松本:私の友達はすぐにスターになったんです。スタートはみんなそれほど変わらないのに、私だけが売れなかった。何が違うんだろう? と思いましたが、違いは明白でした。演技力だったり人間力だったり。仕事がほとんどない間、ずっと彼らを見てきました。そのうち、演技がうまいことよりも人間性がいかに魅力的かが大切だと気づいたんです。人間力があればおのずと演技力もついてくる。人間としての中身がしっかりしているなら、演技はいかようにも自由にできる。そのほうがすごく自由ではないか。私は存在しているだけで説得力があるような俳優になりたかった。どうしたら自分に自信を持てるか、どんな人間になりたいかを学んできた20年だったと思います。

■心でつながりたい

——20年、友達と遊んでいても心から笑ったことがなかった。心には売れない自分をなんとかしなければという思いばかり。人間力を磨こうと25歳で一念発起して1年間英国へ留学したが、ただ真面目に勉強した。「未熟な私には遊ぶ資格がない」と自分を縛り付けていた。

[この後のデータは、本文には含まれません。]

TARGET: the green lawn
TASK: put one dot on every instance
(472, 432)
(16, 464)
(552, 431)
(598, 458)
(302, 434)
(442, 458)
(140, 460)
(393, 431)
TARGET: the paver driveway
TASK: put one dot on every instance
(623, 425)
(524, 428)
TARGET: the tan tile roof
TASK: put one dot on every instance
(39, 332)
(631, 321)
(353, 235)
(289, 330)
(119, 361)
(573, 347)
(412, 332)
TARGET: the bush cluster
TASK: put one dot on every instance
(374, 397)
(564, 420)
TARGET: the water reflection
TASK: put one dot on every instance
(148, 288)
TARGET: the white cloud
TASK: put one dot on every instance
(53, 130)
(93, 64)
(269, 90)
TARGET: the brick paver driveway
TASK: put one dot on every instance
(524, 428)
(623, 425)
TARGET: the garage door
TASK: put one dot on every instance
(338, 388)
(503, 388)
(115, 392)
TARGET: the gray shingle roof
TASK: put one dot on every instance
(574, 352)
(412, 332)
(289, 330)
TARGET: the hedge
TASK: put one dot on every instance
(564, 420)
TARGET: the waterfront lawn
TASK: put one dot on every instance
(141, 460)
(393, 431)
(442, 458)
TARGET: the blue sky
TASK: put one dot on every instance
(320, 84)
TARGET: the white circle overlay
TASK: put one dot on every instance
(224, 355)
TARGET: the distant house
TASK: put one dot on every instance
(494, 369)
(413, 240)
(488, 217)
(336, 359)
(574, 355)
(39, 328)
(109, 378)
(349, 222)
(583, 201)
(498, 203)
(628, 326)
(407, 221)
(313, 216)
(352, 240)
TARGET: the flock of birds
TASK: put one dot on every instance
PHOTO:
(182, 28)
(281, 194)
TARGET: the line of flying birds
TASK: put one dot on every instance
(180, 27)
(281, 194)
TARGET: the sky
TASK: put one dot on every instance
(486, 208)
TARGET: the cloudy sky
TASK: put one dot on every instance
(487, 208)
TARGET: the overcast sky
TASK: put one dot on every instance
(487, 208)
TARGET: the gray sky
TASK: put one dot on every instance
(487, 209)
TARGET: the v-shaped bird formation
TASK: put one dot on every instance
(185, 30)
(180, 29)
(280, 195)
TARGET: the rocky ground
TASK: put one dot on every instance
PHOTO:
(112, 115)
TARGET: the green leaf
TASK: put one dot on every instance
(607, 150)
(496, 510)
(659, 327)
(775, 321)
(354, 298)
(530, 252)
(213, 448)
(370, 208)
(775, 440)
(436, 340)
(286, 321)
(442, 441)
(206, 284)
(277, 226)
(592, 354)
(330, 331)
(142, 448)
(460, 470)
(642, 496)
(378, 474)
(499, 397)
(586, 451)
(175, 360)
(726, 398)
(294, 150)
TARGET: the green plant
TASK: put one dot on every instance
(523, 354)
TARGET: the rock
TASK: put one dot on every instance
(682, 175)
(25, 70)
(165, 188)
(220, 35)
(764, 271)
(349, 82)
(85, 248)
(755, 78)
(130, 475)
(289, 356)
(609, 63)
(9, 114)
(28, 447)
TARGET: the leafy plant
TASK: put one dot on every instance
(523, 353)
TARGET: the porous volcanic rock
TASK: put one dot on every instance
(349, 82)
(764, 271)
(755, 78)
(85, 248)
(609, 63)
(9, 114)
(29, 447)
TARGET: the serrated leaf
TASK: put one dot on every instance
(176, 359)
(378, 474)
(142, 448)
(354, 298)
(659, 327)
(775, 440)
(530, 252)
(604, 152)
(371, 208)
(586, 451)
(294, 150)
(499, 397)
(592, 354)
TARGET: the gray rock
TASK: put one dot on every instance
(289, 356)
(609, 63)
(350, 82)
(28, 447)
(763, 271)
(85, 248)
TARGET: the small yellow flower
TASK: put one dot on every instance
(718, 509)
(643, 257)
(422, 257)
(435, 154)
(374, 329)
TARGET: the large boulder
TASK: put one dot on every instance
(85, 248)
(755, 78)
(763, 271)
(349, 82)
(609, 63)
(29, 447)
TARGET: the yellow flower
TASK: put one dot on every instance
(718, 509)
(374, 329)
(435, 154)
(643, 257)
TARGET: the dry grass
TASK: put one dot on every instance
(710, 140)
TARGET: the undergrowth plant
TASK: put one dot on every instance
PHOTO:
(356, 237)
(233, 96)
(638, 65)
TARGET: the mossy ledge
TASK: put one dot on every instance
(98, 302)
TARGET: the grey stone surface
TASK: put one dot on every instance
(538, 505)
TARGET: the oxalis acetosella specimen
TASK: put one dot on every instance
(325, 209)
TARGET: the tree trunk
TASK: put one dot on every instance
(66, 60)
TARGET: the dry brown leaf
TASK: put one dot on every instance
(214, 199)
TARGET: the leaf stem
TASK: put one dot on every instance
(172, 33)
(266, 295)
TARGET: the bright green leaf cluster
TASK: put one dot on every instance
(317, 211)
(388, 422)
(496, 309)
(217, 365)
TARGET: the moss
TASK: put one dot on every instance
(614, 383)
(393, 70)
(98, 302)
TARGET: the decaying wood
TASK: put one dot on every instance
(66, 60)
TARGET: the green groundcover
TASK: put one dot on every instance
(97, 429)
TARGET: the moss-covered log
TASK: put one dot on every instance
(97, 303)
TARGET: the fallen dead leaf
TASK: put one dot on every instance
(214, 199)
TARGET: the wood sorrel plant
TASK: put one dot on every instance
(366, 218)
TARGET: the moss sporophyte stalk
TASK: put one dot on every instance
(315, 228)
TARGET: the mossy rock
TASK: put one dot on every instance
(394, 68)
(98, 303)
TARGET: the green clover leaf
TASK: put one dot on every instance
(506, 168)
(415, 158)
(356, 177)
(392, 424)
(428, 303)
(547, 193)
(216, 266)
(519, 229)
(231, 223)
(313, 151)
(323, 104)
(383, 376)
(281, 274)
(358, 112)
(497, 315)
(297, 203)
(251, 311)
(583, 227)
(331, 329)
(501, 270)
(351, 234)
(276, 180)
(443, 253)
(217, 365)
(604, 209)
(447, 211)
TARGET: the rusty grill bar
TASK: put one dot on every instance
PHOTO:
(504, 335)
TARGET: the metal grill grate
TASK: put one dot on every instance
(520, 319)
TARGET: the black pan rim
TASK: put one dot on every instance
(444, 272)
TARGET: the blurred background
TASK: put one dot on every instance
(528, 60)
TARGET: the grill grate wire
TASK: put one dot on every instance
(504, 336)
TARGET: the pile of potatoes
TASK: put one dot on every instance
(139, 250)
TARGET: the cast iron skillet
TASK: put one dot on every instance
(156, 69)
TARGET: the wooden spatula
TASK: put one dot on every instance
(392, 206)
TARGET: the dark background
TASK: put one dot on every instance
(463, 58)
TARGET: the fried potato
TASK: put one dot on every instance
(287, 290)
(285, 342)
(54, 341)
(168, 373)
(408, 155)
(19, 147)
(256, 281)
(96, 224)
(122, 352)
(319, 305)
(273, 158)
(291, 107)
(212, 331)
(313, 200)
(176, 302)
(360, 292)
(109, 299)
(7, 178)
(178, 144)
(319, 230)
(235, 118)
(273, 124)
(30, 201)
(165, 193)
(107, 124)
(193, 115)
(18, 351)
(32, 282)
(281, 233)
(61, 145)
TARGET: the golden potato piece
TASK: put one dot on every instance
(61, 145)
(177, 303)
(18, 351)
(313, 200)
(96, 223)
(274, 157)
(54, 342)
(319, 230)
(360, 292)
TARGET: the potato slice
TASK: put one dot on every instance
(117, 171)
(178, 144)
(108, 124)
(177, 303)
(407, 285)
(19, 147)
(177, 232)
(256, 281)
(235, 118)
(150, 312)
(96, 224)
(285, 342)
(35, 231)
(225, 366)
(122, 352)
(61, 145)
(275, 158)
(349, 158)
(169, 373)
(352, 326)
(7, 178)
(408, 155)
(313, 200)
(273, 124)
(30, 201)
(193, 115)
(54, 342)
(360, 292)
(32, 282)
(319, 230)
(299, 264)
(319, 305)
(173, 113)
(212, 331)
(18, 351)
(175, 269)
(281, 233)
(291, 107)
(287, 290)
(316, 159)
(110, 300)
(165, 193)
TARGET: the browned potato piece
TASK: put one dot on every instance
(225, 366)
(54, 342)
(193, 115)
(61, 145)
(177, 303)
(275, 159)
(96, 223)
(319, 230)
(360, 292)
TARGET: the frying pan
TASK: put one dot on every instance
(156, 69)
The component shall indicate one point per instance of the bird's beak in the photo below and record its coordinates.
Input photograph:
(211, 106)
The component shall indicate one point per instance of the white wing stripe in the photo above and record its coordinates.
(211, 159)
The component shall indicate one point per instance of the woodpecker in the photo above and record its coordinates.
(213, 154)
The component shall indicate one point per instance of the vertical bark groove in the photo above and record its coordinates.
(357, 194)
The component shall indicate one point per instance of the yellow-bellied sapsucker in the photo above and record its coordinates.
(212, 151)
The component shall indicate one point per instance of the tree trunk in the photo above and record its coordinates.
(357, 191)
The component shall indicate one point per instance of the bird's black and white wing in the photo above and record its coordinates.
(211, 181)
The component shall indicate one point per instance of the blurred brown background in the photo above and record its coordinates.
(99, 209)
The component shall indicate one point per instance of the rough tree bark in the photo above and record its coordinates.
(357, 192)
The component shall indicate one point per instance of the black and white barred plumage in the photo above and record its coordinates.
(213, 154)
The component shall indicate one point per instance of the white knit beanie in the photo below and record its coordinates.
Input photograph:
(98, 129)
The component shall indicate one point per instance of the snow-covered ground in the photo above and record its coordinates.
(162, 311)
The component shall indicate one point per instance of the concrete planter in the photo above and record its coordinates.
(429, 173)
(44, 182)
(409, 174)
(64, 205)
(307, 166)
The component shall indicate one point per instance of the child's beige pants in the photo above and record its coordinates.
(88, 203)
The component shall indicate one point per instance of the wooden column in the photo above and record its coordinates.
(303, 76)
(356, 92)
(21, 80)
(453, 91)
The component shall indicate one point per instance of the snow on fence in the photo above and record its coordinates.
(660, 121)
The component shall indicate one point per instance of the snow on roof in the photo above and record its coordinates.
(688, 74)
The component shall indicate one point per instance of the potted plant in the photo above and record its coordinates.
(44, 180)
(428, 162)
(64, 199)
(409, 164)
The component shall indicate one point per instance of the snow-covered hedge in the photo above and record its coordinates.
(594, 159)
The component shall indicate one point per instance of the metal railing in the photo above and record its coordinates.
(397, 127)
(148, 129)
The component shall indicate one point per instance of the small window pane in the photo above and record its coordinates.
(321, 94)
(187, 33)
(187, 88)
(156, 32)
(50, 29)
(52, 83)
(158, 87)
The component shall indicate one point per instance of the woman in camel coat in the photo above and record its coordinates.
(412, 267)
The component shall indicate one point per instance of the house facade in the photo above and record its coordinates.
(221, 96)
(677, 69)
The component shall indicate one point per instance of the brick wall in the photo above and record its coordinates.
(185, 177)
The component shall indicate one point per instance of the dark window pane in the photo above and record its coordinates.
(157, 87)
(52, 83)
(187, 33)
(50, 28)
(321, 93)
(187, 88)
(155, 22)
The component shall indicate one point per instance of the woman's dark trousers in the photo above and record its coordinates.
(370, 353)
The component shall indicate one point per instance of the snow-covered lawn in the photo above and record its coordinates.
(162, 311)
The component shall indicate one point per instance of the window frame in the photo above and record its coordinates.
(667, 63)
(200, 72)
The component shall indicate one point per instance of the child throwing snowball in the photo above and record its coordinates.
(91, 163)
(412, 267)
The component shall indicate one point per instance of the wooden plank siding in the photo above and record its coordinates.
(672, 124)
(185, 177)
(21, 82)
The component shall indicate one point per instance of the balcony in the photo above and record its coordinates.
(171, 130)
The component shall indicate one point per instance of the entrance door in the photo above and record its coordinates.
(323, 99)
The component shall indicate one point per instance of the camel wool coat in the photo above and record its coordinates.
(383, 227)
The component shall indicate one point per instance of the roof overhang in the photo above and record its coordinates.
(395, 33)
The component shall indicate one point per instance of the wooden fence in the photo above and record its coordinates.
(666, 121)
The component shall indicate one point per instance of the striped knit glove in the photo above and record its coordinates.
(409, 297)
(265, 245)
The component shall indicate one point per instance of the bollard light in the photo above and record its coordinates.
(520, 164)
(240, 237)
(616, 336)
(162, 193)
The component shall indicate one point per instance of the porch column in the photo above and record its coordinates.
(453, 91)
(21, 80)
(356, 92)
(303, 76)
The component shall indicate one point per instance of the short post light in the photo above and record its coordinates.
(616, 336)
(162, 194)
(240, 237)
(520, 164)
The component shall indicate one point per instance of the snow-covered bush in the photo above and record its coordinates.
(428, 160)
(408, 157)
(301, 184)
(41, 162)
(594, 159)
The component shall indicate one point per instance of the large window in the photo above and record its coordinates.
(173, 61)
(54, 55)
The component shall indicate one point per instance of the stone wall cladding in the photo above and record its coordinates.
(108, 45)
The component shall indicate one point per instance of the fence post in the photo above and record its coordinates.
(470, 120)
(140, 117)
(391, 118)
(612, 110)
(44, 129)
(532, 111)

だから面白みのない人間になっていたと気がついたのは、帰国後しばらく経ってからだ。

松本:今ようやく自立できてきて、私は本当の意味でこれから笑ったり遊んだりしていくんだろうと思っています。旅行でも「楽しい」という感覚の中で見るものは、すごく美しいはず。真面目に生き過ぎると、感性が心に入る余裕がないんですよね。

 心の底から笑いたい。何か楽しいことをしたい、遊びたい。遊びこそ人生に豊かさをもたらしてくれるとすごく感じています。もっと人と心でつながりたいですし、コミュニケーションを取りたい。そういう気持ちになれた今は、私自身がすごく変わるときなのかもしれません。